Posted 13 April 2017 - 09:52 AM
So "perm- do the alternative then the Affirmative" is severance. There's an assumption made that the plan will happen in a guaranteed and immediate fashion due to the nature of fiat. The Negative could argue that this is not necessarily true in order to try to justify the permutation.
I think it's unfair to do that because the Affirmative can always just say "embrace their ideology, but then vote Aff" as a way to get around criticism.
The "vis versa" would be "perm - do the Affirmative then the alternative" - this isn't severance, but it is intrinsic. By separating the two, the Affirmative adds an element of delay which didn't exist before, which is unfair because it always pushes off criticism to the future and isn't as predictable.
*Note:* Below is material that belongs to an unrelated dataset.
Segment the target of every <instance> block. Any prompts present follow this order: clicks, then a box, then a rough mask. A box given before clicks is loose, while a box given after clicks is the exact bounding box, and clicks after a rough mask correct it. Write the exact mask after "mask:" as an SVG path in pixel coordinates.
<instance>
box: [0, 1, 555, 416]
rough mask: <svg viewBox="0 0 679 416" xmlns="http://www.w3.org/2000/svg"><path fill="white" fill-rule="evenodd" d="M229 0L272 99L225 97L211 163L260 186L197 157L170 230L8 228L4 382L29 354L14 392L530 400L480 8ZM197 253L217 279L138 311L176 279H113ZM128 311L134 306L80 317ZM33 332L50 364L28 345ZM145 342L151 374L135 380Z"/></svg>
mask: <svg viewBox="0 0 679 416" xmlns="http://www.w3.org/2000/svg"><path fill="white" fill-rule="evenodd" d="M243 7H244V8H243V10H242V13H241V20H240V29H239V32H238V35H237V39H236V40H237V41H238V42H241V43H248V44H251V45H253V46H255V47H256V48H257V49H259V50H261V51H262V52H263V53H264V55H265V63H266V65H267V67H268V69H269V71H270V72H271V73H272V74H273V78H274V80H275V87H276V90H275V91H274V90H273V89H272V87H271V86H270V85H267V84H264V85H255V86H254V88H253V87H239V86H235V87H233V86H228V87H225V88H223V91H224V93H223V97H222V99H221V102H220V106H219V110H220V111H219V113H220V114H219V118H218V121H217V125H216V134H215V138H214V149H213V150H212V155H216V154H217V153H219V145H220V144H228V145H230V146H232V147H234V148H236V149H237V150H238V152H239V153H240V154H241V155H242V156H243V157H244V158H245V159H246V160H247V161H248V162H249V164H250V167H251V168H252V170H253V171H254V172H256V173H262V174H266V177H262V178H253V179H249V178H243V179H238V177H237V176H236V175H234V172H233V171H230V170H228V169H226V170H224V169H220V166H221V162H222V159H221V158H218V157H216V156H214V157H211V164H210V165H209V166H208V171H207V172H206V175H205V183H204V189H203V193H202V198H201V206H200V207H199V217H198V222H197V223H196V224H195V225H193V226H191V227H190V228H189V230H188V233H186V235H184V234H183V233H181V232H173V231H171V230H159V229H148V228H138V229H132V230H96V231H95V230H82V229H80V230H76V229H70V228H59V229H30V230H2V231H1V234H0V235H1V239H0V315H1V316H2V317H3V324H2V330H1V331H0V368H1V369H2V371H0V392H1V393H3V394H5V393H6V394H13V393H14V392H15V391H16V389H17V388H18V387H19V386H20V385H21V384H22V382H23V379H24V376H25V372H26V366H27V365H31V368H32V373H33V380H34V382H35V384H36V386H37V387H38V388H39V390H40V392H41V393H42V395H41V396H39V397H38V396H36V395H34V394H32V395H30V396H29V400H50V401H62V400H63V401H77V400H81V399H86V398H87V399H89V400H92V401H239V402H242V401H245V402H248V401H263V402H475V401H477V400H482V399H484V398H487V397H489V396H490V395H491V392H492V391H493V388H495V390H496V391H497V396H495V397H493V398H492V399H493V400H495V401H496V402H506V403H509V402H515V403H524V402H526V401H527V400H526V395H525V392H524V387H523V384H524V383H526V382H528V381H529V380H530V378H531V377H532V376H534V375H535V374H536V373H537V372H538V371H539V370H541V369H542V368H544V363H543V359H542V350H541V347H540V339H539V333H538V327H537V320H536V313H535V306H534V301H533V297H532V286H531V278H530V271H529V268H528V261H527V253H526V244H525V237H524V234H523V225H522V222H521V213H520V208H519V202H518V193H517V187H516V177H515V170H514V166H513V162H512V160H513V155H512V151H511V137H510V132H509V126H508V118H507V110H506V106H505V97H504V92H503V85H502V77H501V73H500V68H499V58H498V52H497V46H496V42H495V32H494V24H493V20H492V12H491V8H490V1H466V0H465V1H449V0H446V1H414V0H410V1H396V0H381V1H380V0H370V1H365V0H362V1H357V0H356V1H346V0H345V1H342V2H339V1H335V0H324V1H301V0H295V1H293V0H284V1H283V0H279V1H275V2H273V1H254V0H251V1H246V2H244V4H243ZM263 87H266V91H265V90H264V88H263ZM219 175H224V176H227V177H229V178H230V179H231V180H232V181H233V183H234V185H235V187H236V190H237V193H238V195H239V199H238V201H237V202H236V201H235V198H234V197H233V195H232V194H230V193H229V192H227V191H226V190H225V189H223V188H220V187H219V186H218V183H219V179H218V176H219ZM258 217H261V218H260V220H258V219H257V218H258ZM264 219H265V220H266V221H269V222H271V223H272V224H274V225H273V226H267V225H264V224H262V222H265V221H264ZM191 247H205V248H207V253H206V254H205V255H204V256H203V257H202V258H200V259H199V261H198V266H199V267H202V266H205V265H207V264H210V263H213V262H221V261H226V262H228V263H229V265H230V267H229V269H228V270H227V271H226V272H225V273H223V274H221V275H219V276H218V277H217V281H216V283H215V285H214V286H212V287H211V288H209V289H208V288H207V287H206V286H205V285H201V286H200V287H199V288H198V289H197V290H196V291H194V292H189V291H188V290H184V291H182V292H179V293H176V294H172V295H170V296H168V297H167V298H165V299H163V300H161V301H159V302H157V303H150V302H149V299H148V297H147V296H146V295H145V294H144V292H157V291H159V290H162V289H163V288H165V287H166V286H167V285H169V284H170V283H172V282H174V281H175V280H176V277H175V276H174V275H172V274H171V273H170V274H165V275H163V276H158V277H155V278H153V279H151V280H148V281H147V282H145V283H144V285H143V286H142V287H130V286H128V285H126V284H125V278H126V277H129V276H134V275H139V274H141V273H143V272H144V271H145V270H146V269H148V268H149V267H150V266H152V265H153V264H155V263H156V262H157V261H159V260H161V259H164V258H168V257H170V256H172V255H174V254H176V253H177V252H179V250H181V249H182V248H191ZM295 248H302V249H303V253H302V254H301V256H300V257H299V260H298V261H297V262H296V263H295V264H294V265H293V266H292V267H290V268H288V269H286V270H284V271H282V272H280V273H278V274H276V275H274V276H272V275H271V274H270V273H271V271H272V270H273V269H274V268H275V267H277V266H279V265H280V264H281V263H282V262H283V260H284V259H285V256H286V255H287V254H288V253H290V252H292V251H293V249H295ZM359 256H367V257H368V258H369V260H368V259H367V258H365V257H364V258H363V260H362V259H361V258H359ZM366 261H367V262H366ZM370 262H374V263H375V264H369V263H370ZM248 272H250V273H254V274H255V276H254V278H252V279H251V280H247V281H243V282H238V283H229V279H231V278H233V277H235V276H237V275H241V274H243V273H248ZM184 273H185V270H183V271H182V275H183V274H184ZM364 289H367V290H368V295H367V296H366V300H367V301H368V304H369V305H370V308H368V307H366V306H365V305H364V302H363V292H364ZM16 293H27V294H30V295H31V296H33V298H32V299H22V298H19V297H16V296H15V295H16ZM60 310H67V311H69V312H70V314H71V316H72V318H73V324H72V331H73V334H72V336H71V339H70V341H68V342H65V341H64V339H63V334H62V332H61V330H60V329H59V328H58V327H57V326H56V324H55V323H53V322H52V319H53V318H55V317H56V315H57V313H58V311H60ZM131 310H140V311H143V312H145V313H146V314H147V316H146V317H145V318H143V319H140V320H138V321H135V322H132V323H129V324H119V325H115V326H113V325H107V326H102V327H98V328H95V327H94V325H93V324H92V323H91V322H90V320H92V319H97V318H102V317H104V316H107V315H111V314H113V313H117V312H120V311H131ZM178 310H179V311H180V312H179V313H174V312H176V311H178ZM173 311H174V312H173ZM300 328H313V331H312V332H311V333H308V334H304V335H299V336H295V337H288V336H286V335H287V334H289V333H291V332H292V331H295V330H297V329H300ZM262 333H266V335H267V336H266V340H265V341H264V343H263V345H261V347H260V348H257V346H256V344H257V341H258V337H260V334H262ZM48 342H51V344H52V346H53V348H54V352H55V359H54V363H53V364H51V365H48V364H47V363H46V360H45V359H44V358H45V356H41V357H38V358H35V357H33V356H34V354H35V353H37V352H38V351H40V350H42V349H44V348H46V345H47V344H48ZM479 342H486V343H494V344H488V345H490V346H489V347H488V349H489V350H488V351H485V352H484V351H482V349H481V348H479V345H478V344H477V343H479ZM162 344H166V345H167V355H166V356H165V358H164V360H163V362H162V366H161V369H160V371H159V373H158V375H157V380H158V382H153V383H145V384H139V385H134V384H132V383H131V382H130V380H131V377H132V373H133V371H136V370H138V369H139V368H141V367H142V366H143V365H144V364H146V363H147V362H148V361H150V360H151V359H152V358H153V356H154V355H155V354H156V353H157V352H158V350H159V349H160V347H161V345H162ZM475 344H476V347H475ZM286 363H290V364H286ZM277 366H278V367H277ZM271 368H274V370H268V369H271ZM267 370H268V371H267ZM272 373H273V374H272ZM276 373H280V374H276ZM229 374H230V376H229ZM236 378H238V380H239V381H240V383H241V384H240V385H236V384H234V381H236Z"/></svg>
This cross-ex is taking too long.
Kafka 25 (Franz, Novelist, Translated by David Wyllie, "The Trial", 1925) //Snowball
K. was informed by telephone that there would be a small hearing concerning his case the following Sunday. He was made aware that these cross examinations would follow one another regularly, perhaps not every week but quite frequently. On the one hand it was in everyone’s interest to bring proceedings quickly to their conclusion, but on the other hand every aspect of the examinations had to be carried out thoroughly without lasting too long because of the associated stress. For these reasons, it had been decided to hold a series of brief examinations following on one after another. Sunday had been chosen as the day for the hearings so that K. would not be disturbed in his professional work. It was assumed that he would be in agreement with this, but if he wished for another date then, as far as possible, he would be accommodated. Cross-examinations could even be held in the night, for instance, but K. would probably not be fresh enough at that time. Anyway, as long as K. made no objection, the hearing would be left on Sundays. It was a matter of course that he would have to appear without fail, there was probably no need to point this out to him. He would be given the number of the building where he was to present himself, which was in a street in a suburb well away from the city centre which K. had never been to before.